Running in Hiroshima
It’s OK to wear black socks with white running shoes in Japan. That’s what I tell myself as I tighten my laces and head down the hall of my hotel. It’s not like I’m going to blend in anyway. The elevator agrees with me, chiding in Japanese soprano, mocking my last clean pair of socks.
I want to go running early—before it gets too hot; before the sidewalks get too busy with morning commuters—but already, I am too late. The workers appear like raindrops in the street—first one, then seven, then seventy-seven and then suddenly, a torrential flow, all dressed the same. There is an unwritten uniform in this country—dark pants, crisp white shirts. The office soldiers march daily in these same clothes, and all of them with ink black hair.
Then there’s me, a good foot taller then the moving mass, “blonde” and curly-haired, a foreign monster in sweaty shorts and mismatched t-shirt, always moving against the direction of pedestrian traffic, terrifying women and their tiny timid dogs, dodging old men with canes.
I wanted to see Hiroshima and I did. I traveled to the city whose infamy lies in school textbooks the world round. The history of places motivates us to move—to see where things happened and I wanted to see where it happened.
It happened one morning high above a doctor’s office. Ironically. I went to that office, I read the plaque that says, “This is where it happened,” I looked up at the blue sky right overhead and imagined how it happened.
I saw the atomic bomb dome—the skeletal remains of the city that was blasted away.
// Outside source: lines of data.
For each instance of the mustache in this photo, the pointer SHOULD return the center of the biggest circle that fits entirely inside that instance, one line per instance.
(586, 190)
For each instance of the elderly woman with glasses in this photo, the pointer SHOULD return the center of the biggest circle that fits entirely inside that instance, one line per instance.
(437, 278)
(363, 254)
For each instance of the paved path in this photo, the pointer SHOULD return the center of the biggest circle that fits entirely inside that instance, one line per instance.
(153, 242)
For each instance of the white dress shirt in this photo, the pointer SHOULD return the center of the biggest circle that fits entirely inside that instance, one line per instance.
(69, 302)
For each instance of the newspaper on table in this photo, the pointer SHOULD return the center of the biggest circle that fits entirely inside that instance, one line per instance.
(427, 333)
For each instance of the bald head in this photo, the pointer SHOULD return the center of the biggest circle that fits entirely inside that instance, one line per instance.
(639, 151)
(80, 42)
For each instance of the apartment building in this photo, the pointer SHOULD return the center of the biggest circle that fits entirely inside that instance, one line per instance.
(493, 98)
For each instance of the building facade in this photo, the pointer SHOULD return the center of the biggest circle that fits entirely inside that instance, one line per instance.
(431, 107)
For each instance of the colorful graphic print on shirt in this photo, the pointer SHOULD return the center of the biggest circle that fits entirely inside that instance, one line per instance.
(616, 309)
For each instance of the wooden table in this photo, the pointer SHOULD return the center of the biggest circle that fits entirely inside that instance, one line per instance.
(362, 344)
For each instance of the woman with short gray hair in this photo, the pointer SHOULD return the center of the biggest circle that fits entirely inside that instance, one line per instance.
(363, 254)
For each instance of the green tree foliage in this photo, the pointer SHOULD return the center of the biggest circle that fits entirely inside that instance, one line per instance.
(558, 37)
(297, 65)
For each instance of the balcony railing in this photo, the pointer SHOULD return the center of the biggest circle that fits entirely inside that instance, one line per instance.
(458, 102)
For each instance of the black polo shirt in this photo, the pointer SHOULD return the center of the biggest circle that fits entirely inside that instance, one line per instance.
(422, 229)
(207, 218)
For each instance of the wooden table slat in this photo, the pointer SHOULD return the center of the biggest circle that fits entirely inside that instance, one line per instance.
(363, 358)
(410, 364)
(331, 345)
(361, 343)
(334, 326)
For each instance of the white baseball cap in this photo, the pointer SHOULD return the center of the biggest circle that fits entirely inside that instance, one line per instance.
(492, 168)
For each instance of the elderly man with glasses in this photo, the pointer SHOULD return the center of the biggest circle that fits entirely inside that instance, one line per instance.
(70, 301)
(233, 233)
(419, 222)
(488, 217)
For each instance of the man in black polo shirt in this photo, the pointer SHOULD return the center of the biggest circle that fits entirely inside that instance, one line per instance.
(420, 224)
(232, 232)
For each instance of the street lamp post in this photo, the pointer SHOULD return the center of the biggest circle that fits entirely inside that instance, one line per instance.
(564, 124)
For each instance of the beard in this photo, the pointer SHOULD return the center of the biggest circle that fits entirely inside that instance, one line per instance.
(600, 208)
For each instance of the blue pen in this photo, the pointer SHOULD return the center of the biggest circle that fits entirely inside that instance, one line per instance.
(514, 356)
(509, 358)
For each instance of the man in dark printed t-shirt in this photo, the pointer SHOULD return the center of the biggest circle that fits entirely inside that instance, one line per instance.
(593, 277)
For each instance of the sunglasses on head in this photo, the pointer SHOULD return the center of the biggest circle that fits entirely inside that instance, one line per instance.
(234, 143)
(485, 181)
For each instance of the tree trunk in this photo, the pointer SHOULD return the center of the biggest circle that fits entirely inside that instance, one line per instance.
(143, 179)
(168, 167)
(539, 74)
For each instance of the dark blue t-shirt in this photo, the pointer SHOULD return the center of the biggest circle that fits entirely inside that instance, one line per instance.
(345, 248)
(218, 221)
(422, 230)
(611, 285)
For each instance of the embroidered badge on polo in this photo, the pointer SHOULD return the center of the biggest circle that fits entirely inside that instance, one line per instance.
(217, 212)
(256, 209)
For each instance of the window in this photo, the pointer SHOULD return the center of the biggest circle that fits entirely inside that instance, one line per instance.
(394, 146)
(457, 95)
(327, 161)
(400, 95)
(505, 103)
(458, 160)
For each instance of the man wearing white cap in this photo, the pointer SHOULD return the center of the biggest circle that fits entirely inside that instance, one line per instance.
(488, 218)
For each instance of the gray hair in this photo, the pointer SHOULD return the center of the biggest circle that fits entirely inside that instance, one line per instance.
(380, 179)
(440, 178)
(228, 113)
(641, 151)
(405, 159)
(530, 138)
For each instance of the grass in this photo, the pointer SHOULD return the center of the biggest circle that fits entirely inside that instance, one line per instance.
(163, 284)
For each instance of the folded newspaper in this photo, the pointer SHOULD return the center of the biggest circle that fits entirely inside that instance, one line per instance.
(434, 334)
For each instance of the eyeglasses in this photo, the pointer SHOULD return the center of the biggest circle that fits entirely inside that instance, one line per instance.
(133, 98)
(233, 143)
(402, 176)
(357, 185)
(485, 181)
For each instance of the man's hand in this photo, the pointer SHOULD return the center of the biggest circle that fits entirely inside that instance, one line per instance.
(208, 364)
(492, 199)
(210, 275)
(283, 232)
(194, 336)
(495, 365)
Once the only landmark in a gray ash desert—today, it’s a green park plastered with UNESCO signs and surrounded by high gates to prevent grave robbers from stealing bits of atomic brick souvenirs.
A security guard paces back and forth, a man who makes living selling quotes to journalists, holding a fluorescent placard in English, that reads “In-Utero Survivor.”
I did not want to talk to him.
Now I’m running past all of these listed sights and memorials, my second time sightseeing, only much faster and more efficient. One foot hits the path, and a half-second later, the other. Hiroshima is a city of extra-wide boulevards and extra-large parks—a city perfect for running. I consider this as I wipe sweat from my face and push on—how of all the cities in Japan, Hiroshima might be the best one for running.
I sprint the length of Peace Park, my pulse quickening as I pass one memorial to the dead, then another. As a runner, I am nonchalant and irreverent. I think up a tour guide script to myself, “The official tourist sites of Hiroshima now suffer the long-term after-affects of the unfortunate architectural period that occurred in the mid-1950s.”
The most horrid of these memorials is a kind of empty concrete tower, plastered with glitzy shards meant to shine in the sun. I run past it in two seconds but remember the day before.
As part of what might be the world’s most depressing walking tour, my guide had taken me to that spot and shared the story of the 8,000 junior high school students who were out laboring on the morning it happened. 6,000 of them died, many of them instantly, others far too slowly.
She had many facts to share, but in my mind I only saw innocent 12- and 13-year-old children. I got teary. I couldn’t talk anymore. In her very Japanese way, my guide politely turned away and let me, a grown man, cry.
But now it is a new day and I am running through the city. I must shower and shave and dress and eat breakfast—I need to catch a train. I stop at a traffic light and catch my breath, hiding my eyes from the sun. I check my watch: 8:11 a.m.
I realize it’s morning, almost the same time. I run four minutes longer, then stop at another traffic light and check my watch again: 8:15 a.m. That’s when it happened. 66 years ago. That’s when the sky turned red and the whole world changed.
But now the light’s green and I jog the last few blocks to my hotel. All the buildings are impersonal—the window washers have made them sparkle, but they are identical and forgettable.
I realize then, only after running, that Hiroshima is entirely unremarkable as a city. It is Anytown, Japan, just like anywhere else in the world where anything might happen any day of the week. Only this is where it happened and why Hiroshima became remarkable overnight.
I take the talking elevator back to my room and grab a towel. I scrawl two words in my notebook: Hiroshima. Unremarkable.
There is nothing special about Hiroshima. It is a city with cars and buildings and people. It is a city where every day, people go to work in the morning.
And it’s the city where I went running.